The past couple of years, dealing with the worsening tremor, have been a period of increasing frustration and darkness. Watching as my skills deteriorated I seriously wondered if I shouldn't just give up. All of my life i have thought of myself as a musician in one way or another, whether as a singer or as a violinist. But while I sing well, the violin holds a special place in my heart. I don't make any claim to virtuosity, but it is a part of my being. I am no master. I would like to master my instrument, but I fear it has mastered me, and I must obey its siren song to perfect its color and clarity, its tone and its nuance. I may never achieve my goal. Like most violinists, I am a perfectionist, because that is what this instrument, this harshest of all masters, demands. And yet, would any of us have it any other way? But today I can say that I can play once again, and that fills me with a joy that - well, if I have to explain it, then you probably wouldn't understand anyway.

So would I say that being able to play again is worth the price I'm paying, Yeah!

From Michael Divino
Posted on August 12, 2009 at 1:18 PM

I'm very happy for you! 

From Ruth Kuefler
Posted on August 12, 2009 at 2:24 PM

I'm so glad you're able to play again! 

From Pauline Lerner
Posted on August 13, 2009 at 3:21 AM

Congratulations.  I'm so happy that you can play again.  I suppose you are aware that the piano virtuoso Leon Fleisher, developed a rare disease which prevented him from using two fingers of his right hand.  He continued teaching, conducting, and looking for a cure for almost 40 years.  Finally he got carefully administered botox injections, and he now plays piano with both hands.  I'm glad that you didn't have to wait as long as he did.  I hope that there will soon be treatments for the other symptoms of MS.

I admire and appreciate you for speaking publicly about your handicap and for your persistence in finding the way to play your violin again.

I have a friend who is a dedicated pianist.  When she was a junior in college, she had a stroke which robbed her of fine motor control of the right side of her body.  She has taught herself how to do everything with her left hand.  She now plays the piano with her left hand only.  She uses one finger to play the melody and the other four to play chords.  I'm very proud of her.

From Drew Lecher
Posted on August 13, 2009 at 5:12 AM

 Congratulations, Laurie, and God bless you and keep you!

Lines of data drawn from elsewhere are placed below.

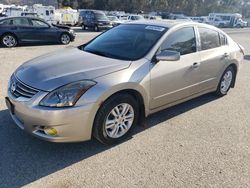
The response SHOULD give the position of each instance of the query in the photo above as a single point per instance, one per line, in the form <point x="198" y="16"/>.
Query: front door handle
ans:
<point x="196" y="65"/>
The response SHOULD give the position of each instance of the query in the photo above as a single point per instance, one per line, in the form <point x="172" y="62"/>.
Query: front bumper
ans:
<point x="72" y="124"/>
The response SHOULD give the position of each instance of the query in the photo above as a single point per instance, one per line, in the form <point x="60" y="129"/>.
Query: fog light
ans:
<point x="50" y="131"/>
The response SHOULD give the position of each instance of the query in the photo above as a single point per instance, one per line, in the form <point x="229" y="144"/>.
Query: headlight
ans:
<point x="68" y="95"/>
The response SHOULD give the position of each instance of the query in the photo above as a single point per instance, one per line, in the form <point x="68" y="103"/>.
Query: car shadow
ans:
<point x="247" y="57"/>
<point x="25" y="159"/>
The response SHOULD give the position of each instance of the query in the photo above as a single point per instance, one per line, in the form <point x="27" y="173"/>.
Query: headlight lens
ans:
<point x="68" y="95"/>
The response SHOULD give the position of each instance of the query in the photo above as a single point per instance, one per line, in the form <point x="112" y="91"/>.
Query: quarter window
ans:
<point x="182" y="40"/>
<point x="209" y="39"/>
<point x="6" y="22"/>
<point x="21" y="22"/>
<point x="223" y="40"/>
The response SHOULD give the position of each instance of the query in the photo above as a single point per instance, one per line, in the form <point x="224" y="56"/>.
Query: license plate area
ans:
<point x="10" y="106"/>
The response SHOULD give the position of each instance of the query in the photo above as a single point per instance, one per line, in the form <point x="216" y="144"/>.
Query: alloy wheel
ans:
<point x="119" y="120"/>
<point x="226" y="81"/>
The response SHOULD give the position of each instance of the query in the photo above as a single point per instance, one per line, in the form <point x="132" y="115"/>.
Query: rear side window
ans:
<point x="223" y="40"/>
<point x="6" y="22"/>
<point x="209" y="38"/>
<point x="182" y="40"/>
<point x="21" y="22"/>
<point x="38" y="23"/>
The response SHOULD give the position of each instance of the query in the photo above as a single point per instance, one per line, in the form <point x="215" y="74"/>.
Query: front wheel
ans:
<point x="65" y="39"/>
<point x="96" y="28"/>
<point x="115" y="119"/>
<point x="226" y="82"/>
<point x="9" y="41"/>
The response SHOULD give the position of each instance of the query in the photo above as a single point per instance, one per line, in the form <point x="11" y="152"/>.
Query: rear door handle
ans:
<point x="226" y="55"/>
<point x="195" y="65"/>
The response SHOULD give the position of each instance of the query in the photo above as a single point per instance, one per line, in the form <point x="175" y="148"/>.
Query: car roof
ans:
<point x="172" y="23"/>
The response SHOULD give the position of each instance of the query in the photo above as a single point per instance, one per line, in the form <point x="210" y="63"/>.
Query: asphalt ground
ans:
<point x="201" y="143"/>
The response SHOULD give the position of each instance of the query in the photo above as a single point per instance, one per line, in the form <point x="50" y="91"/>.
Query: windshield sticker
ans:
<point x="155" y="28"/>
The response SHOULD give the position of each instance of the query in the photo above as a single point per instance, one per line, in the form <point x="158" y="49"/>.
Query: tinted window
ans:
<point x="182" y="40"/>
<point x="209" y="38"/>
<point x="126" y="42"/>
<point x="21" y="22"/>
<point x="6" y="22"/>
<point x="101" y="16"/>
<point x="38" y="23"/>
<point x="223" y="40"/>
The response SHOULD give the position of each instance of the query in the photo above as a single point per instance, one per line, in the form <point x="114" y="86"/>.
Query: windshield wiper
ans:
<point x="104" y="54"/>
<point x="98" y="53"/>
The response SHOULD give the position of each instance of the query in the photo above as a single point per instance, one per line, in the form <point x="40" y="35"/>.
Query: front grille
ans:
<point x="19" y="89"/>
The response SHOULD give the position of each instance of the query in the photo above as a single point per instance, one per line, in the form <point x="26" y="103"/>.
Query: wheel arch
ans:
<point x="234" y="66"/>
<point x="138" y="96"/>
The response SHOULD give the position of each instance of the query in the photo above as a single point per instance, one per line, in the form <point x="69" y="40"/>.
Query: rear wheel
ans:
<point x="115" y="119"/>
<point x="226" y="82"/>
<point x="96" y="28"/>
<point x="65" y="39"/>
<point x="9" y="40"/>
<point x="83" y="27"/>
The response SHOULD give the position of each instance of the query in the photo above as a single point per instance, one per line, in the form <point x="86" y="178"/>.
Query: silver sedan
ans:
<point x="106" y="87"/>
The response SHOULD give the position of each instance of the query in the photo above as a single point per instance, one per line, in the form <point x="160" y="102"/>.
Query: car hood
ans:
<point x="56" y="69"/>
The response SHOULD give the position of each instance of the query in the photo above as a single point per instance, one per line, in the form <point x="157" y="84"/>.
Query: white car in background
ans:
<point x="115" y="21"/>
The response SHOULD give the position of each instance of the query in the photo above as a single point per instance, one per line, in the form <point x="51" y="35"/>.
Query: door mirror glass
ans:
<point x="167" y="55"/>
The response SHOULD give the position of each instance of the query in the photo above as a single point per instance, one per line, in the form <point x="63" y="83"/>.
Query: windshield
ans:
<point x="126" y="42"/>
<point x="101" y="16"/>
<point x="113" y="18"/>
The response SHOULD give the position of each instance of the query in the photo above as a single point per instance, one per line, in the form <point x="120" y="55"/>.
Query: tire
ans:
<point x="65" y="38"/>
<point x="96" y="29"/>
<point x="109" y="130"/>
<point x="226" y="82"/>
<point x="9" y="40"/>
<point x="83" y="27"/>
<point x="238" y="26"/>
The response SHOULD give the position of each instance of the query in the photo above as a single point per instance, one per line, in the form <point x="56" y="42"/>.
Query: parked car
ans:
<point x="226" y="20"/>
<point x="94" y="19"/>
<point x="18" y="30"/>
<point x="115" y="21"/>
<point x="131" y="18"/>
<point x="106" y="87"/>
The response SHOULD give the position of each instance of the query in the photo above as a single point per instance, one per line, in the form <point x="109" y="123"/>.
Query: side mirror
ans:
<point x="167" y="55"/>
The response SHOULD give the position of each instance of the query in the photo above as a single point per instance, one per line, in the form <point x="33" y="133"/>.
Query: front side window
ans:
<point x="209" y="38"/>
<point x="21" y="22"/>
<point x="38" y="23"/>
<point x="182" y="40"/>
<point x="126" y="42"/>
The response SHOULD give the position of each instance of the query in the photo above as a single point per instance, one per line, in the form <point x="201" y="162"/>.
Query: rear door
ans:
<point x="213" y="54"/>
<point x="24" y="29"/>
<point x="43" y="32"/>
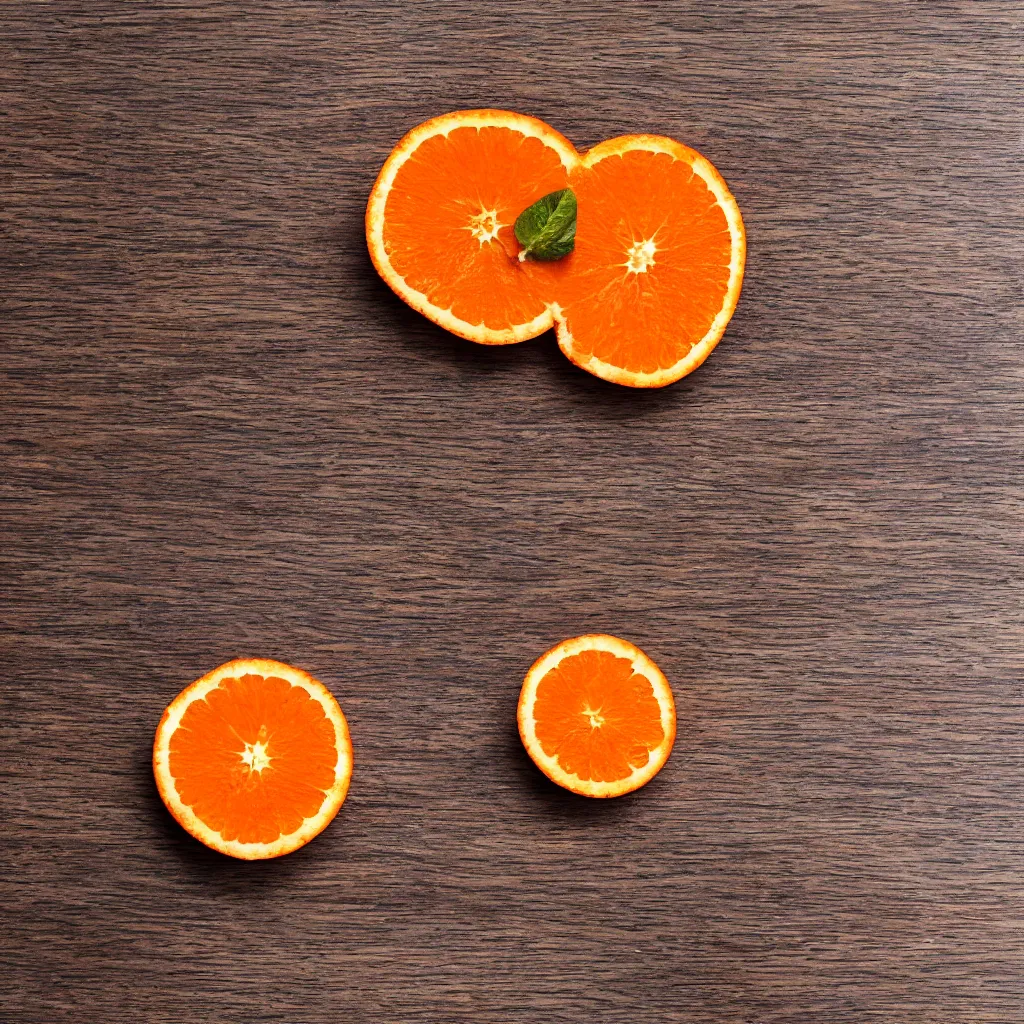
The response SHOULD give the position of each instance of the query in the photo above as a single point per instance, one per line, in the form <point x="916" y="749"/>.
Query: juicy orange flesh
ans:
<point x="429" y="216"/>
<point x="278" y="721"/>
<point x="596" y="717"/>
<point x="647" y="321"/>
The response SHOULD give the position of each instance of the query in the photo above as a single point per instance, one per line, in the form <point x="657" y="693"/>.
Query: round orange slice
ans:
<point x="658" y="262"/>
<point x="597" y="716"/>
<point x="439" y="221"/>
<point x="254" y="759"/>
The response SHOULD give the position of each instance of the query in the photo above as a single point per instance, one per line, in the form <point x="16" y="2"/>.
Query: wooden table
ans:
<point x="223" y="435"/>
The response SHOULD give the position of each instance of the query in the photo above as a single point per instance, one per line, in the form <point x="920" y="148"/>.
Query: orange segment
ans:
<point x="597" y="716"/>
<point x="658" y="262"/>
<point x="439" y="220"/>
<point x="254" y="759"/>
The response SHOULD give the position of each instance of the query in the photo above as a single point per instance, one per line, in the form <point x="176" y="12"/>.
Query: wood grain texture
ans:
<point x="223" y="435"/>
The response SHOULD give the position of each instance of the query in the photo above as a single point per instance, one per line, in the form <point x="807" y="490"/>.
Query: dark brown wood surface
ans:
<point x="223" y="435"/>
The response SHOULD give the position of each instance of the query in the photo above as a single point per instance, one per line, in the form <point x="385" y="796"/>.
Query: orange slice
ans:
<point x="254" y="759"/>
<point x="658" y="262"/>
<point x="439" y="220"/>
<point x="597" y="716"/>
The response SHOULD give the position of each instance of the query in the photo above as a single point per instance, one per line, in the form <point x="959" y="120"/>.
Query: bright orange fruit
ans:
<point x="659" y="245"/>
<point x="439" y="220"/>
<point x="597" y="716"/>
<point x="657" y="265"/>
<point x="254" y="759"/>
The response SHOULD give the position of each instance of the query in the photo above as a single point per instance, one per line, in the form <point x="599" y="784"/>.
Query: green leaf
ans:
<point x="547" y="229"/>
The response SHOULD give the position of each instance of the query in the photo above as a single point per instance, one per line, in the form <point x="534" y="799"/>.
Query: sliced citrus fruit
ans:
<point x="659" y="243"/>
<point x="597" y="716"/>
<point x="658" y="262"/>
<point x="439" y="220"/>
<point x="254" y="759"/>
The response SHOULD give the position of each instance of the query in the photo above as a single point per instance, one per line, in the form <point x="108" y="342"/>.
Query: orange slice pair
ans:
<point x="254" y="759"/>
<point x="659" y="244"/>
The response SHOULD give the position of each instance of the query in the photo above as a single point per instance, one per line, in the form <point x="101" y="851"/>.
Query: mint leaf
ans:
<point x="547" y="229"/>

I pray a cure is found for this awful illness. One of my best friends lost his sister to it when she was in her late 20's.

From Laurie Trlak
Posted on August 13, 2009 at 12:07 PM

Drew, that's awful. Thankfully, fatalitities due to MS are rare, but they do happen. My form of MS is the much more common relapsing/remitting variety, which while not without its problems is manageable, especially now with more and more treatments available, and even more on the horizon. There is even hope for a cure in our lifetimes. 

To everyone, perseverance really isn't so strange; giving up isn't an option. We're violinists! If we were quitters, we wouldn't be playing these otherwise cursed instruments! LOL! 

From Laurie Trlak
Posted on August 13, 2009 at 12:16 PM

Pauline, I admire anyone who can learn to use her left hand for things. I have to admit, I have often wished this past week that I were left-handed. It would make many things easier! I find using my left hand so awkward for so many things. Perhaps this is an opportunity to start learning to use my left hand more. I'm one of those right-handed people who is so right-handed that I might as well have two right hands!

From Pauline Lerner
Posted on August 16, 2009 at 4:15 AM

I'm thinking about Jacqueline du Pre, the young virtuoso cellist, who had MS and finally had to stop playing when she couldn't feel the strings under her fingers.  She became severely handicapped gradually and died young.  What an awful tragedy!  I heard the news that she would not be able to play the cello any more while I was writing my doctoral dissertation on myelin formation in mice.  Myelin is a major factor in the pathology of MS, and that made me feel the tragedy even more deeply.  I'm so glad that you are not as severely affected as Jacqueline du Pre and that there are treatments which help you.